English actor (1929–2022)

Christopher Robin Parkinson (25 October 1929 – 7 May 2022) was an English actor known for his comedy roles. He was the second actor to portray Monsieur Ernest Leclerc in 'Allo 'Allo! (22 episodes: series 7 to 9), after the death of Derek Royle. He was also the narrator of Button Moon.

==Career==
Parkinson began his career in December 1957, appearing in The Imperial Nightingale at the Birmingham Repertory Theatre, then joined the company at the Belgrade Theatre in his native Coventry. He made his first film appearance as the jeweller's assistant in Billy Liar (1963), followed by such titles as The Family Way (1966), They Came from Beyond Space (1967), Twisted Nerve (1968), Catch Me a Spy (1971), Alfie Darling (1975) and George and Mildred (1980). His TV appearances included roles in Dad's Army, It Ain't Half Hot Mum, Terry and June, The Young Ones, The Kenny Everett Television Show, Thriller, Shelley, The Dick Emery Show, On the Buses, Whatever Happened to the Likely Lads?, The Gaffer (TV series), (as the Vicar, in 'The Candidate' episode), and The Liver Birds. He also played Desmond, the love interest of Miss Jones, in Rising Damp and a taxi driver in The Professionals (series 2, episode 8: A Stirring of Dust). In addition, he narrated and provided voices for the ITV television series Button Moon.
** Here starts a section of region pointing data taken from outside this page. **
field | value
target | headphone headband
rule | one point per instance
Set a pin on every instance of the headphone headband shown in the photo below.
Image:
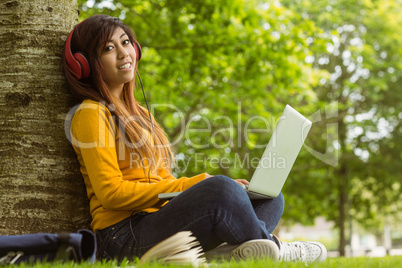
(78, 63)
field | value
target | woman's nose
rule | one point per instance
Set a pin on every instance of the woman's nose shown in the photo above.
(123, 53)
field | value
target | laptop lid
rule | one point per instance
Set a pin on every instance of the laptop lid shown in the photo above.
(280, 153)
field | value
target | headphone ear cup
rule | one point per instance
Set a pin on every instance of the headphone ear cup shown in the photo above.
(138, 50)
(85, 67)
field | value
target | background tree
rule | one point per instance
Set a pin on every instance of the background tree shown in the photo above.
(41, 189)
(363, 57)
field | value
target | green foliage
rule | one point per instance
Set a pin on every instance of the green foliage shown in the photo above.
(218, 74)
(387, 262)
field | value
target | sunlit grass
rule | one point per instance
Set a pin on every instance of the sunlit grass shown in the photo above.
(361, 262)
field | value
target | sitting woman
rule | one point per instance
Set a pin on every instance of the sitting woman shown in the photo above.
(125, 160)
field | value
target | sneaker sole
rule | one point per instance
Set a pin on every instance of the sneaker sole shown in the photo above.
(255, 249)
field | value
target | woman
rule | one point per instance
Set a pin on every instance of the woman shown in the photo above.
(125, 160)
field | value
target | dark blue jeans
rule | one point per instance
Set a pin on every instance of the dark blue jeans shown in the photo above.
(215, 210)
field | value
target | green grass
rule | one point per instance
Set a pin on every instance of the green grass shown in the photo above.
(361, 262)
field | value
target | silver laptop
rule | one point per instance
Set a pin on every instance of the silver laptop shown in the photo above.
(278, 157)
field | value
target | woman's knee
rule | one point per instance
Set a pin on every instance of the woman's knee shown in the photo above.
(223, 189)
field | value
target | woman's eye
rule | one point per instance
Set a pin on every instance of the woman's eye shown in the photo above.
(108, 48)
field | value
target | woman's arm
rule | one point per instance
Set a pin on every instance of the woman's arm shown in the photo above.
(94, 133)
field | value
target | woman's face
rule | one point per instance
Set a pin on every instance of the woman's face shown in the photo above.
(118, 59)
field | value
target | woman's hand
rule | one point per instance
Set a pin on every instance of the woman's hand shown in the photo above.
(242, 182)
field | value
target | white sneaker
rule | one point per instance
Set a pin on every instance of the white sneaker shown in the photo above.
(306, 252)
(253, 249)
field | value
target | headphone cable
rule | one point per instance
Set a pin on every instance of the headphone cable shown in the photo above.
(150, 118)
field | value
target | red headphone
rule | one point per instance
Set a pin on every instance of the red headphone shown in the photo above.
(80, 65)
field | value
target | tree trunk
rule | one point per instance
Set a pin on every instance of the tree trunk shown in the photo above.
(41, 189)
(343, 184)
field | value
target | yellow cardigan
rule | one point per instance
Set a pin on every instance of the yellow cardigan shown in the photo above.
(115, 187)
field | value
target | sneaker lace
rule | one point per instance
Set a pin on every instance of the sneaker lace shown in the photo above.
(292, 252)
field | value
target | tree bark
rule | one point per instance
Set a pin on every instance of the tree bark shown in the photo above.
(41, 189)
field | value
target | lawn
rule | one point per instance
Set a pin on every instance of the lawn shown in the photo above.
(361, 262)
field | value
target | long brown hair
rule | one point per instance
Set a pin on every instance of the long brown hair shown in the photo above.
(88, 38)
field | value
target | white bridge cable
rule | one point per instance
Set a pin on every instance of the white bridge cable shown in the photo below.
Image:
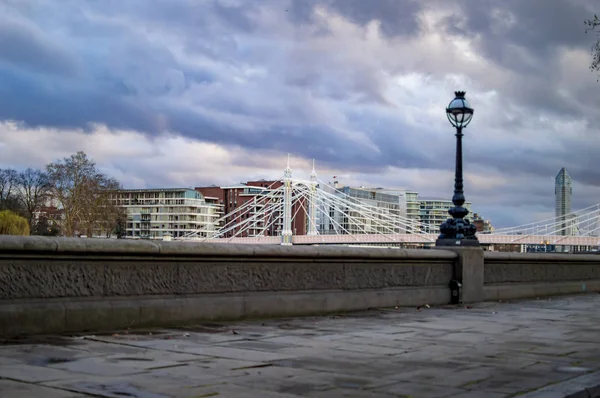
(250, 222)
(394, 220)
(550, 222)
(389, 222)
(239, 217)
(347, 232)
(358, 220)
(239, 210)
(566, 223)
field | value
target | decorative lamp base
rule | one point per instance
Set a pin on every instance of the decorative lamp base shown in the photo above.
(457, 232)
(456, 242)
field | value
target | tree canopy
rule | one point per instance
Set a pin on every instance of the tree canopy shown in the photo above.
(593, 26)
(84, 194)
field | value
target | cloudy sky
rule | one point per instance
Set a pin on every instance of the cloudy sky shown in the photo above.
(187, 93)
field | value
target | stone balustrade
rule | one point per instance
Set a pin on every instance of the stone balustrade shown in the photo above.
(62, 285)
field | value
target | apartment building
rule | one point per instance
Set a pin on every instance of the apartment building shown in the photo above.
(174, 212)
(434, 211)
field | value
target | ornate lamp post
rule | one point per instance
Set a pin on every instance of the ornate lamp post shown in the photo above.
(458, 231)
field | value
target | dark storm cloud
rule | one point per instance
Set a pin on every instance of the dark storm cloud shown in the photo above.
(526, 37)
(246, 73)
(397, 17)
(25, 45)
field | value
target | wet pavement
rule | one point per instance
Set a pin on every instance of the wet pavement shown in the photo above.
(487, 350)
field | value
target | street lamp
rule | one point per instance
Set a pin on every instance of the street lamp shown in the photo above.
(458, 231)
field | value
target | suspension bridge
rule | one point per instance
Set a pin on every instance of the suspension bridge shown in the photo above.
(329, 216)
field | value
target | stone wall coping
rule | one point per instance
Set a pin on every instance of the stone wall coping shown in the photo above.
(540, 257)
(128, 247)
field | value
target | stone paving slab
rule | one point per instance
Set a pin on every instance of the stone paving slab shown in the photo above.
(546, 347)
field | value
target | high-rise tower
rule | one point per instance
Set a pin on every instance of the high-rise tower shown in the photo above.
(563, 191)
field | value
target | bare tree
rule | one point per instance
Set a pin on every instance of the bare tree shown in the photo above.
(83, 192)
(593, 26)
(33, 187)
(8, 183)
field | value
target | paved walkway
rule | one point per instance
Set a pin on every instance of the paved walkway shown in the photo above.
(490, 350)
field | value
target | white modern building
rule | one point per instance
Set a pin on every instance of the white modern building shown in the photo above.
(434, 211)
(563, 191)
(171, 212)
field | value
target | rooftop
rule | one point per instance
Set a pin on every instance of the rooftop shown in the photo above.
(544, 347)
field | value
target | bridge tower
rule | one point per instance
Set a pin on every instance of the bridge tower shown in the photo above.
(286, 231)
(312, 206)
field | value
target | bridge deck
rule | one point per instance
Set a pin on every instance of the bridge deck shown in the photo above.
(417, 238)
(490, 350)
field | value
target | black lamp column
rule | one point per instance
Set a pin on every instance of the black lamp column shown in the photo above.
(458, 231)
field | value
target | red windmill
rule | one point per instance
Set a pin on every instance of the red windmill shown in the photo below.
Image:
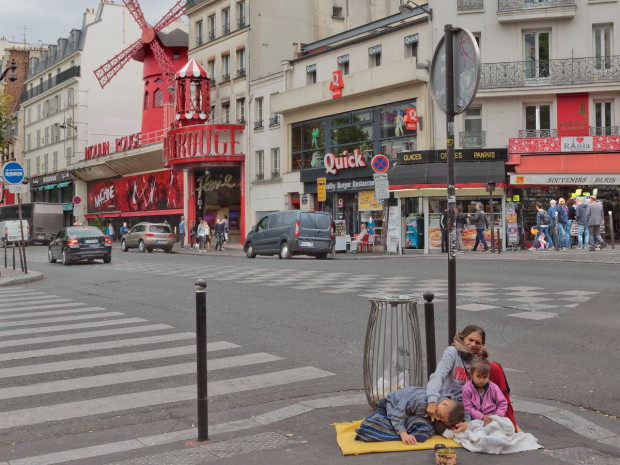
(109, 69)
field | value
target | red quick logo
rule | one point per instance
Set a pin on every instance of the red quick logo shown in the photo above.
(333, 163)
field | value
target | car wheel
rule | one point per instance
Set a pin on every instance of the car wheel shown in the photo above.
(65, 258)
(249, 251)
(285, 253)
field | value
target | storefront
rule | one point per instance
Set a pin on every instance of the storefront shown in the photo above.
(418, 182)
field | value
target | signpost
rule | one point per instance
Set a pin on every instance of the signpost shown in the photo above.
(13, 173)
(454, 82)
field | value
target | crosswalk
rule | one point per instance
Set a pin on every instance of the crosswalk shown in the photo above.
(62, 360)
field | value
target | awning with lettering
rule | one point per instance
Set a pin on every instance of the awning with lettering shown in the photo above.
(435, 175)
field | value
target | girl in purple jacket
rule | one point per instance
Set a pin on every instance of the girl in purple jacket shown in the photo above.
(481, 397)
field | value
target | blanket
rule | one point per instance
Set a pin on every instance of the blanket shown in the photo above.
(498, 437)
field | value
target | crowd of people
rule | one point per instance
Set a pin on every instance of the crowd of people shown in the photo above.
(576, 223)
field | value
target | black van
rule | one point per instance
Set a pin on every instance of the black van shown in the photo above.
(291, 232)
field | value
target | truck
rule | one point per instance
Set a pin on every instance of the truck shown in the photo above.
(44, 219)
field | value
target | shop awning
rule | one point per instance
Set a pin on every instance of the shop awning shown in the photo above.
(429, 175)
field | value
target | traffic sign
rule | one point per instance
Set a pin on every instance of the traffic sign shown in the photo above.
(13, 172)
(380, 163)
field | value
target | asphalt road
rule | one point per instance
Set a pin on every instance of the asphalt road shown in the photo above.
(303, 320)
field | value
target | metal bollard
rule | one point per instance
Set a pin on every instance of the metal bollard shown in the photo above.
(429, 329)
(201, 359)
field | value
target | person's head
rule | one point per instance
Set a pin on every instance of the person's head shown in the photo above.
(450, 412)
(479, 372)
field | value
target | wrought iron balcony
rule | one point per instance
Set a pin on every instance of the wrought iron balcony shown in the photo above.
(519, 5)
(472, 139)
(535, 133)
(604, 130)
(466, 5)
(564, 71)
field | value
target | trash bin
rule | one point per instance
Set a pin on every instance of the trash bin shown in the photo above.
(393, 347)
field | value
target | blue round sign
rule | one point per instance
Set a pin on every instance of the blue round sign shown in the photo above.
(13, 172)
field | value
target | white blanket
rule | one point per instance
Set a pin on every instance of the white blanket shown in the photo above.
(498, 437)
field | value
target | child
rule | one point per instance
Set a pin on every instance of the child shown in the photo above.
(401, 415)
(481, 397)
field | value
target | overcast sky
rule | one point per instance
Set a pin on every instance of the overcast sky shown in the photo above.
(48, 20)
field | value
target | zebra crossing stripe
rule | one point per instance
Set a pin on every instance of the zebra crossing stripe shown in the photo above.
(133, 376)
(80, 409)
(84, 335)
(48, 329)
(58, 319)
(52, 367)
(95, 346)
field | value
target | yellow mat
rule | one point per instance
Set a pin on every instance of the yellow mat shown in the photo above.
(345, 435)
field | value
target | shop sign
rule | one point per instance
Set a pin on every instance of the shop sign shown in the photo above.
(439, 156)
(333, 163)
(564, 179)
(577, 144)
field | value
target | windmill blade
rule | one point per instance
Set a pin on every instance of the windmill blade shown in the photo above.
(111, 67)
(175, 13)
(134, 8)
(164, 61)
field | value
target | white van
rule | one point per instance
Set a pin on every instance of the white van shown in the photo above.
(10, 231)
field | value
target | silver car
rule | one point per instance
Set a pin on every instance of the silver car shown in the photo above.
(148, 236)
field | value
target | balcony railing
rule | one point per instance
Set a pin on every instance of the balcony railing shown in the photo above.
(74, 71)
(519, 5)
(604, 130)
(472, 139)
(565, 71)
(533, 133)
(466, 5)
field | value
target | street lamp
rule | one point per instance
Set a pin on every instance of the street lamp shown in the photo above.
(12, 76)
(406, 8)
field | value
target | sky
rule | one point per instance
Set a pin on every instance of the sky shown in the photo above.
(49, 20)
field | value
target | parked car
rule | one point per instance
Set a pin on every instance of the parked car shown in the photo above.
(291, 232)
(11, 232)
(148, 236)
(79, 243)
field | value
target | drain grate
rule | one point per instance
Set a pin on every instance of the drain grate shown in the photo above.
(584, 456)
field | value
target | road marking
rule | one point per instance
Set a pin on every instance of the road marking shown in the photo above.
(85, 335)
(135, 375)
(59, 319)
(95, 346)
(71, 410)
(48, 329)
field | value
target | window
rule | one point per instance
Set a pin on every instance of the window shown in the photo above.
(603, 115)
(602, 47)
(211, 21)
(198, 33)
(260, 164)
(536, 52)
(158, 98)
(537, 120)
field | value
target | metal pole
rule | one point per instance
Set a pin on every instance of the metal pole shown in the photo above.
(429, 328)
(21, 228)
(201, 359)
(451, 183)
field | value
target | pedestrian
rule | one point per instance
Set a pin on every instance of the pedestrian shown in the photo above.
(482, 222)
(461, 221)
(443, 226)
(182, 231)
(594, 213)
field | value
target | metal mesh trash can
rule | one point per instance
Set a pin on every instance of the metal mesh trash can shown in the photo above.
(393, 348)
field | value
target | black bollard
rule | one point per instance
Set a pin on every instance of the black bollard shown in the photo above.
(429, 327)
(201, 359)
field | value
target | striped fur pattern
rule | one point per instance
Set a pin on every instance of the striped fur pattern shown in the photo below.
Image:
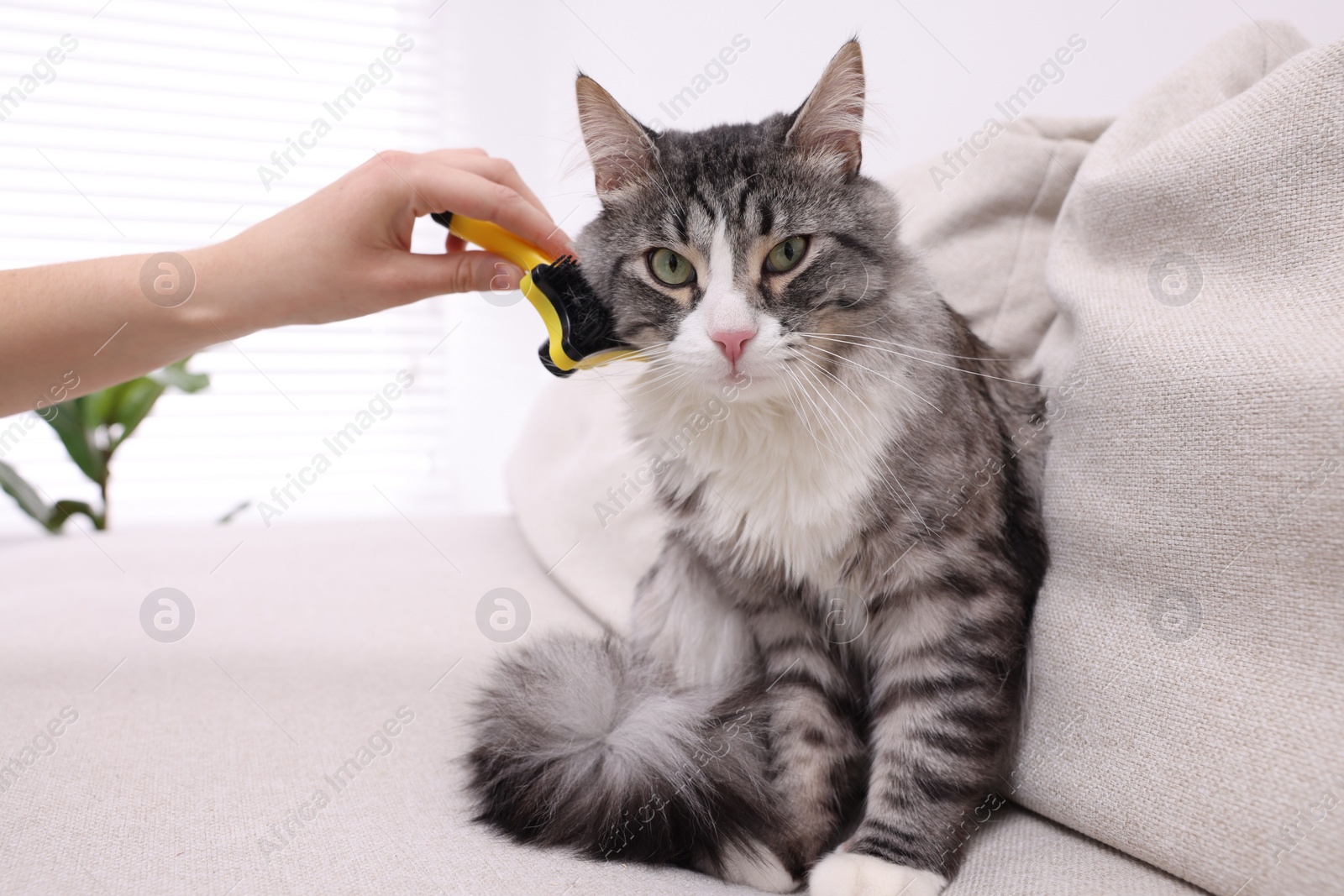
(826, 664)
==Personal life and death==
Parkinson was born on 25 October 1929 in Coventry, Warwickshire. He attended King Henry VIII School, Coventry and, after National Service with the Queen's Royal Lancers, the Birmingham School of Speech Training and Dramatic Art. He married Patricia Rogers in 1956 and had three daughters, one of whom, Sarah Parkinson (1962–2003), was a writer-producer of radio and television programmes and was married to comedian Paul Merton.

Parkinson died on 7 May 2022, aged 92.